Foto: J.X
Una
palabras tras otra. Como una cadena.
Para
que te sostenga colgado de las palabras.
Que
te sostenga, por ejemplo,
en
el vacío de esta página.
Te
balanceas, te mueves de una esquina a otra de la página, el abismo
es inmenso, pero aún no te caes.
Te
sostiene la cadena de palabras que vas escribiendo una tras otra.
A
veces no importa qué palabra sea. Hay que escribirla como un eslabón
más, cuya forma y cuyo sonido te sostendrán encadenado sobre ese
vacío, con el azar alrededor que juega contigo, sopesando las
palabras que, un día, en el instante sublime, se romperán por el
lado más delicado y la caída será ya fatal, irremediable.
No
importa. Eso ya sabíamos que acabaría ocurriendo. Pero hay que
seguir encadenando palabras, si aún quieres salvarte. Si no es así,
si la salvación ya no importa, todas las palabras, tanto las
escritas como las no escritas, todas serán inútiles.

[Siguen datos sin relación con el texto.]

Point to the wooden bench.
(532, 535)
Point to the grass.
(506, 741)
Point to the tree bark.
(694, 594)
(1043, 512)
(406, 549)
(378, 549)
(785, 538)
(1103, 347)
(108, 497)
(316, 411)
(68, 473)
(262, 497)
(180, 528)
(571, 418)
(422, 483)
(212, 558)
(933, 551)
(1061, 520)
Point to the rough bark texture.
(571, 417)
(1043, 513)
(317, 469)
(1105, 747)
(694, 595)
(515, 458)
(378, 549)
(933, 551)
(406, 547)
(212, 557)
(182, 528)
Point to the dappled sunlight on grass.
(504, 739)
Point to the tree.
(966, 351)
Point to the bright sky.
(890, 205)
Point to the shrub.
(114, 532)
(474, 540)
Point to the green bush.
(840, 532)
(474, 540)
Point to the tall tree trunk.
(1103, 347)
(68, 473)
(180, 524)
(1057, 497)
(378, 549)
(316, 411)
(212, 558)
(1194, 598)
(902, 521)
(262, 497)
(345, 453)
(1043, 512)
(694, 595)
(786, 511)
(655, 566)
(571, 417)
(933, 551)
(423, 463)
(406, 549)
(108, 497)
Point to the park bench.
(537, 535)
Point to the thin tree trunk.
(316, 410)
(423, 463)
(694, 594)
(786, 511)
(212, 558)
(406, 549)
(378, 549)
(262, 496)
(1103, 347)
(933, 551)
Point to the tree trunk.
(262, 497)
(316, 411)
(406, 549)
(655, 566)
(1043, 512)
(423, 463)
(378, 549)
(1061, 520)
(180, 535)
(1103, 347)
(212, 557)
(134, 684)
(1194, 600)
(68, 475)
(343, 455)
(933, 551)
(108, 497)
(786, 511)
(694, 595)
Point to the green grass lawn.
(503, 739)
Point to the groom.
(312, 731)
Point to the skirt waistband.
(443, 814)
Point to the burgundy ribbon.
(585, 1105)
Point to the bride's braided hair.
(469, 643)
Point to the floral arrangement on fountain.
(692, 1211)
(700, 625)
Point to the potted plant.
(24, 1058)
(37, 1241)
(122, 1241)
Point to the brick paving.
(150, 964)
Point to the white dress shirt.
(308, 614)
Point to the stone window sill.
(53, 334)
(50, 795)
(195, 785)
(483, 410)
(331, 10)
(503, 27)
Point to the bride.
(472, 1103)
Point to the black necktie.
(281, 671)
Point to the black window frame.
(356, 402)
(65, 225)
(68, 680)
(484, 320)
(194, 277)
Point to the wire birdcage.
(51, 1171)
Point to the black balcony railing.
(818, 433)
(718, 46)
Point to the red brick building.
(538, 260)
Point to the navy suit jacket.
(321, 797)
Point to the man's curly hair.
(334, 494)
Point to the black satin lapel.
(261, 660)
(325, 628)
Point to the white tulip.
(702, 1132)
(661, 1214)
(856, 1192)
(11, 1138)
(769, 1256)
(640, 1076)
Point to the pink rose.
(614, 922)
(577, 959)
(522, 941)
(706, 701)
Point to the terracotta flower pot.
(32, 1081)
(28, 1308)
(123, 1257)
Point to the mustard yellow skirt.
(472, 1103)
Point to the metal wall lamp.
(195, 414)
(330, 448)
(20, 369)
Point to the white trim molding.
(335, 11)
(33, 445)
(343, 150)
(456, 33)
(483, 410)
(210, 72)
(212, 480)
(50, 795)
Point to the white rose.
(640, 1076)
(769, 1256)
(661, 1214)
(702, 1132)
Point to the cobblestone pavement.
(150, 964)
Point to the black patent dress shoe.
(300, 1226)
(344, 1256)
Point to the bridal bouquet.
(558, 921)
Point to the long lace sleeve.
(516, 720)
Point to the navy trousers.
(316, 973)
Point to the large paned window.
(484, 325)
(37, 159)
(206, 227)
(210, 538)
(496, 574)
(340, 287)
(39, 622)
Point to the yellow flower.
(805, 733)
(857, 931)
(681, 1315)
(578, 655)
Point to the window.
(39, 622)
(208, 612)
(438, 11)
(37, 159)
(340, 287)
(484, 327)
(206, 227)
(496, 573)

De todos modos, añade otra palabra, otras palabras, una palabra tras otra, como una melodía encadenada: ejercicios breves de eternidad.
Hoy no añades ninguna palabra. Pero también esto, al decir que no añades ninguna, estás añadiendo otro eslabón a la cadena de salvación.
La desesperación al ver la cara descarnada de la muerte, y conservar la imagen, el dolor de la imagen, en el recuerdo, como una herida abierta que sangra. Por otro lado, el consuelo de saber que todo es efímero. El consuelo de dejar de vivir y ofrecer el propio rostro a la cara descarnada de la muerte. Desesperación y consuelo.